To the Editor: In a recent paper, Salinari and colleagues reported normalisation of glucose metabolism associated with improved pancreatic beta cell sensitivity to nutrients derived from a mixed meal, 1 week after malabsorptive bariatric surgery (bilio-pancreatic diversion), in morbidly obese patients with type 2 diabetes [1]. This was observed before the patients had lost a significant amount of weight. On the basis of timed serum insulin, C-peptide, NEFA and plasma glucose measurements, they calculated the effects of NEFA and glucose on the insulin secretion rate (ISR). The plasma glucose level was decreased to within the normal range after the surgery, but the serum NEFA level was unchanged. Using a mathematical model, the authors concluded that the improved ISR after bariatric surgery was due to the restoration of normal NEFA oxidation in the beta cell, which enhanced ISR despite the significant decrease in the plasma glucose level. This study is of great interest to us because we consider the malonyl-CoA pathway and the resultant NEFA augmentation of insulin exocytosis to be vital for glucose-stimulated insulin secretion (GSIS), especially for the replenishment of the readily releasable pool of insulin granules during second-phase secretion [2, 3]. Prior to the visual demonstration and molecular elucidation of intracellular granule trafficking, this process was known conceptually as ‘potentiation’ [4], ‘augmentation’ [5] or ‘amplification’ [6].

The paper makes no mention of factors other than glucose and NEFA that are also involved in meal-induced insulin secretion, such as incretins [7], parasympathetic input and amino acids, to name but a few. Of note, an increase in the serum level of the incretin glucagon-like peptide 1 (GLP-1) is documented 1 week after bilio-pancreatic diversion, and this is thought to be responsible for long-term effective weight reduction through satiety [7]. GLP-1 acts on the beta cells to increase the level of cyclic AMP, leading to replenishment of the readily releasable pool of insulin granules during GSIS. This is an ATP-sensitive Kchannel-independent insulinotropic action [8]. Interestingly, NEFA also augments GSIS via a mechanism that does not involve this channel [5].

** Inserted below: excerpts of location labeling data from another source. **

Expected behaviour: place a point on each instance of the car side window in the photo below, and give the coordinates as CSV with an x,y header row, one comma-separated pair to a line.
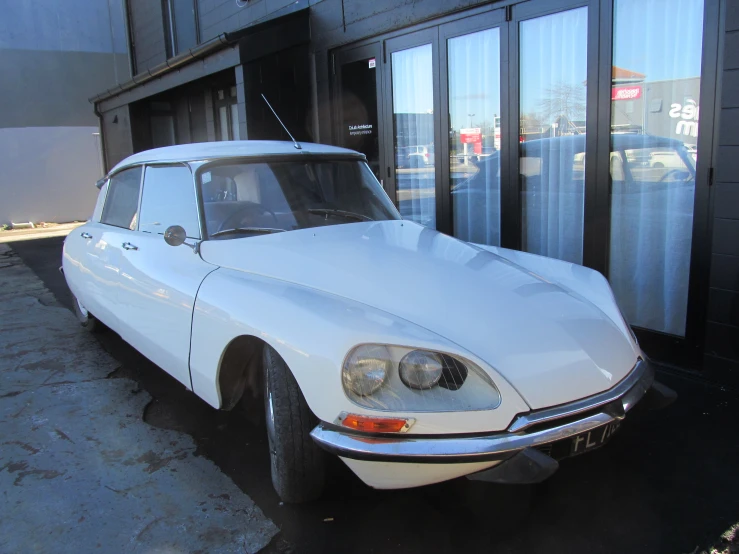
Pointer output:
x,y
169,199
122,201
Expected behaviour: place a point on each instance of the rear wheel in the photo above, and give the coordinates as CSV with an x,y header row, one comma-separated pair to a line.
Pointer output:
x,y
298,465
86,319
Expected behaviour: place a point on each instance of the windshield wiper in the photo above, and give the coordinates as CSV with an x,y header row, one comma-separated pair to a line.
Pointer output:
x,y
260,230
340,213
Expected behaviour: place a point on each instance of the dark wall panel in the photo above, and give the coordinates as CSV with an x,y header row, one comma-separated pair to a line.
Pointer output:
x,y
117,132
722,341
147,33
724,307
722,332
725,272
284,78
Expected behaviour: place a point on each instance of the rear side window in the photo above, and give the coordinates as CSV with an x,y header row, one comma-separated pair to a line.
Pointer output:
x,y
122,200
169,199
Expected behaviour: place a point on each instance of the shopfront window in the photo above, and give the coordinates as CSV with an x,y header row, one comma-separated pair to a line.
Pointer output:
x,y
413,120
553,64
474,135
655,103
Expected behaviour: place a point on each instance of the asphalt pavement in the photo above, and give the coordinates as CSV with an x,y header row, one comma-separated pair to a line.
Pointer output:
x,y
666,482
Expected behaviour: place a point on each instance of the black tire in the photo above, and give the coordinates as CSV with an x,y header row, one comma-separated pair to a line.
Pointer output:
x,y
86,319
298,465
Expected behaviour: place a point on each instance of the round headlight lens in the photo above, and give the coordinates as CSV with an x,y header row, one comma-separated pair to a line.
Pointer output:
x,y
421,370
366,369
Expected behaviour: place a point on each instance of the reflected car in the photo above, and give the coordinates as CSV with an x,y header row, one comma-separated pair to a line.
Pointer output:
x,y
258,274
414,156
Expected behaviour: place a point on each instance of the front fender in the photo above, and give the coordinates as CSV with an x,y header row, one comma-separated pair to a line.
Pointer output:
x,y
313,331
578,280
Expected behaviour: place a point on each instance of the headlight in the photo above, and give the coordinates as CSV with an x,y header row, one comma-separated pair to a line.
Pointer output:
x,y
420,369
396,378
366,369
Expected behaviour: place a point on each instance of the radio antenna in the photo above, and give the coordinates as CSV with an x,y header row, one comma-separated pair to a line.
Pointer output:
x,y
295,142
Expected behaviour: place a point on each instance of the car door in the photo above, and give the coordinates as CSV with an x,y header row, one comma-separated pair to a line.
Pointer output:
x,y
92,251
157,282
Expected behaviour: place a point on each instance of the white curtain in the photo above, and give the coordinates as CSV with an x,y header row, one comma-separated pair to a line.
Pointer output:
x,y
652,209
474,101
553,91
413,109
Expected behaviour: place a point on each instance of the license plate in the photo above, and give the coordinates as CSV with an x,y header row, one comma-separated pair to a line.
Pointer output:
x,y
594,438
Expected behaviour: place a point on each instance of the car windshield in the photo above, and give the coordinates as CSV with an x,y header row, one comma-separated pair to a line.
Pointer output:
x,y
252,199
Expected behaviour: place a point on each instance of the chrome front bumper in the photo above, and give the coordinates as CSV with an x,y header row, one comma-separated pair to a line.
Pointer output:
x,y
527,430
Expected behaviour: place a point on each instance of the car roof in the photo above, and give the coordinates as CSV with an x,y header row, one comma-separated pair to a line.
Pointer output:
x,y
227,149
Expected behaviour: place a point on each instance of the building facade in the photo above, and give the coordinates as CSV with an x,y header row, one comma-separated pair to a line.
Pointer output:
x,y
601,132
53,56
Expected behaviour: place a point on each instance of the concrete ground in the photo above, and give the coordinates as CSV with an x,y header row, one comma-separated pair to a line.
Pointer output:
x,y
666,483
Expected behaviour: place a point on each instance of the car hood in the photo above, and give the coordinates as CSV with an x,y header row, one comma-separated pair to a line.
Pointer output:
x,y
550,343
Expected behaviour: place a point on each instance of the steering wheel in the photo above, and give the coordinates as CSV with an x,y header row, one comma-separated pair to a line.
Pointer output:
x,y
675,172
236,219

Salinari et al. use a mathematical model of glucose–NEFA comodulation to estimate the ISR [1]. Therefore, given the lowered basal glucose, lowered glucose excursion after the meal, unchanged NEFA and increased ISR, they will naturally conclude that the effect of NEFA has been enhanced/amplified. However, in our opinion, the increased beta cell potentiation [8], achieved through the GLP-1–cyclic AMP pathway after surgery, is expected in their patients, in line with previous findings in patients who underwent the same operation, at the same postoperative time-point [7]. A different conclusion might have been reached if the incretin effect had been taken into account. The inclusion of the positive effect of the incretin pathway would have at least reduced, and at most cancelled out, the calculated effect of restored β-oxidation on ISR after surgery [1].

In conclusion, by not considering factors other than glucose and NEFA in meal-induced insulin secretion, Salinari et al. [1] may have overestimated the effect of restored NEFA oxidation on ISR after bariatric surgery. The data itself are very important and have considerably expanded our understanding of the physiology of bariatric surgery. However, a more comprehensive analysis of the ISR, one that at least takes account of the incretin effect, would be desirable.